Learning Reward Machines through Preference Queries over Sequences
- URL: http://arxiv.org/abs/2308.09301v1
- Date: Fri, 18 Aug 2023 04:49:45 GMT
- Title: Learning Reward Machines through Preference Queries over Sequences
- Authors: Eric Hsiung, Joydeep Biswas, Swarat Chaudhuri
- Abstract summary: We contribute REMAP, a novel algorithm for learning reward machines from preferences.

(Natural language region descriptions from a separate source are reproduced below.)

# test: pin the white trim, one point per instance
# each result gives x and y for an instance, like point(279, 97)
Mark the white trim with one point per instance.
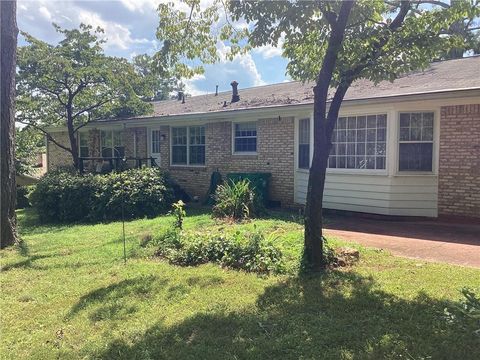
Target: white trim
point(187, 164)
point(241, 153)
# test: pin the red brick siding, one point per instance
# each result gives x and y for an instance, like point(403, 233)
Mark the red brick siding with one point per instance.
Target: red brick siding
point(275, 148)
point(459, 161)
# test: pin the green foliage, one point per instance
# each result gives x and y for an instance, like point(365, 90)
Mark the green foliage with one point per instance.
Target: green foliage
point(236, 200)
point(23, 193)
point(303, 28)
point(70, 197)
point(29, 143)
point(247, 251)
point(178, 211)
point(467, 312)
point(153, 86)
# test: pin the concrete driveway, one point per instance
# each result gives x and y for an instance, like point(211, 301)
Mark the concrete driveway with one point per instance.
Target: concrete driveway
point(453, 243)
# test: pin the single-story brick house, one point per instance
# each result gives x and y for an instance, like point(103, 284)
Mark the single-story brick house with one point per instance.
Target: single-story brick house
point(411, 147)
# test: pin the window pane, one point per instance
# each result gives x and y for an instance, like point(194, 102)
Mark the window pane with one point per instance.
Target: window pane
point(304, 156)
point(246, 144)
point(118, 138)
point(197, 135)
point(360, 142)
point(246, 129)
point(245, 137)
point(415, 157)
point(197, 154)
point(179, 155)
point(156, 136)
point(179, 136)
point(304, 143)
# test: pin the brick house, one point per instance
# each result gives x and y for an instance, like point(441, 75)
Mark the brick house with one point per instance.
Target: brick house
point(408, 148)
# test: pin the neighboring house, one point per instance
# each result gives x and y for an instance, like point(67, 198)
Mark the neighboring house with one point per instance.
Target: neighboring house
point(411, 147)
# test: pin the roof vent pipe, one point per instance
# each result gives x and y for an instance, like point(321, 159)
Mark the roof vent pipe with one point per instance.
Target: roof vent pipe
point(235, 96)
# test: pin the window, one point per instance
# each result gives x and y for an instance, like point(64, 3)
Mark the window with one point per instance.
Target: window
point(245, 137)
point(304, 143)
point(112, 143)
point(83, 144)
point(188, 145)
point(197, 145)
point(156, 137)
point(359, 142)
point(416, 141)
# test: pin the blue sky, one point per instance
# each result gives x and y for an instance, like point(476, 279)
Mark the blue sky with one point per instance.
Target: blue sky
point(130, 27)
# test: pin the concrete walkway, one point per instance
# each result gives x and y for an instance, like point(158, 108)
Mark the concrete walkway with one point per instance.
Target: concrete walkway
point(452, 243)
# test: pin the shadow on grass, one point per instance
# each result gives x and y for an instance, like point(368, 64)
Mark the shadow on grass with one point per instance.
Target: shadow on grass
point(113, 298)
point(332, 316)
point(28, 263)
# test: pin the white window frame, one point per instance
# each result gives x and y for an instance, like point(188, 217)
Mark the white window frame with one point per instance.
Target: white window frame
point(81, 134)
point(112, 131)
point(387, 140)
point(188, 146)
point(309, 121)
point(234, 123)
point(434, 142)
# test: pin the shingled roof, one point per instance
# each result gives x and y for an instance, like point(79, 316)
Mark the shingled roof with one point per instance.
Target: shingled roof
point(440, 76)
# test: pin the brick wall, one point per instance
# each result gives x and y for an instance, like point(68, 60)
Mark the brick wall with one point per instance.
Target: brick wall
point(459, 161)
point(56, 156)
point(59, 157)
point(275, 148)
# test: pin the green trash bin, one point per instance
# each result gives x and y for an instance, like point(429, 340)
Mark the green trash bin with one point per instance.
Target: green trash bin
point(260, 181)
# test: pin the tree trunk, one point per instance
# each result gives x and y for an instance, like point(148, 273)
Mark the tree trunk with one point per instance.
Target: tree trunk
point(71, 137)
point(8, 41)
point(313, 241)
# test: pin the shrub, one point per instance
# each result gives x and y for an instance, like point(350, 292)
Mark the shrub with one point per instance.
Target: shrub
point(70, 197)
point(247, 251)
point(236, 200)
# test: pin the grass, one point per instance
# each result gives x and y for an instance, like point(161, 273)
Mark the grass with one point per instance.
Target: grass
point(67, 294)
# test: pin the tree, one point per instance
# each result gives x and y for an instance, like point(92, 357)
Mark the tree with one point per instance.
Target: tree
point(8, 41)
point(332, 43)
point(156, 85)
point(73, 83)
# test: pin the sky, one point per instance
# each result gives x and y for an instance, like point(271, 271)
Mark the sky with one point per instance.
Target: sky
point(130, 27)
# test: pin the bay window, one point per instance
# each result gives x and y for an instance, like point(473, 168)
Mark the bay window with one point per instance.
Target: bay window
point(188, 145)
point(359, 142)
point(416, 141)
point(112, 143)
point(245, 137)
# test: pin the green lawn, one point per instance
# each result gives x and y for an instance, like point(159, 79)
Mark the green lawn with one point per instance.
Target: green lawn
point(68, 294)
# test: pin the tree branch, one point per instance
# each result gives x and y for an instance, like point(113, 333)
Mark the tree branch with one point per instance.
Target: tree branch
point(47, 134)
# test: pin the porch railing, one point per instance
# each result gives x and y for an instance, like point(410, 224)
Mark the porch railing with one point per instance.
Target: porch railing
point(117, 163)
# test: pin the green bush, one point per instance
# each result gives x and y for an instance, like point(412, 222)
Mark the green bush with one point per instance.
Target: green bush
point(237, 200)
point(69, 197)
point(247, 251)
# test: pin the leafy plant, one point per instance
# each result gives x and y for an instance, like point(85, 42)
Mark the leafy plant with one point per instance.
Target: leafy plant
point(62, 196)
point(247, 251)
point(467, 311)
point(236, 200)
point(179, 213)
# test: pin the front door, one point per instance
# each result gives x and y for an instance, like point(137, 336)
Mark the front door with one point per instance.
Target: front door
point(155, 138)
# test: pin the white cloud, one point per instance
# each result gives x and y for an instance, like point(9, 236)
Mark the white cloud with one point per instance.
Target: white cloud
point(191, 88)
point(45, 13)
point(269, 51)
point(118, 35)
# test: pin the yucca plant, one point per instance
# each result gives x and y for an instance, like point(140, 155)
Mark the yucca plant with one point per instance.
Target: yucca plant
point(236, 200)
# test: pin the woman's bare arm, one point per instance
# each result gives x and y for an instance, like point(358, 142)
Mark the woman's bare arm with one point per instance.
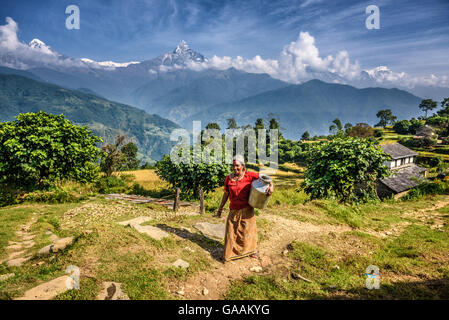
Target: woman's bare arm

In addition to the proofs of correctness and termination for REMAP, we present empirical evidence measuring correctness.
- Score: 19.478224060277775
- License: http://arxiv.org/licenses/nonexclusive-distrib/1.0/
- Abstract: Reward machines have shown great promise at capturing non-Markovian reward
functions for learning tasks that involve complex action sequencing. However,
no algorithm currently exists for learning reward machines with realistic weak
feedback in the form of preferences. We contribute REMAP, a novel algorithm for
learning reward machines from preferences, with correctness and termination
guarantees. REMAP introduces preference queries in place of membership queries
in the L* algorithm, and leverages a symbolic observation table along with
unification and constraint solving to narrow the hypothesis reward machine
search space. In addition to the proofs of correctness and termination for
REMAP, we present empirical evidence measuring correctness: how frequently the
resulting reward machine is isomorphic under a consistent yet inexact teacher,
and the regret between the ground truth and learned reward machines.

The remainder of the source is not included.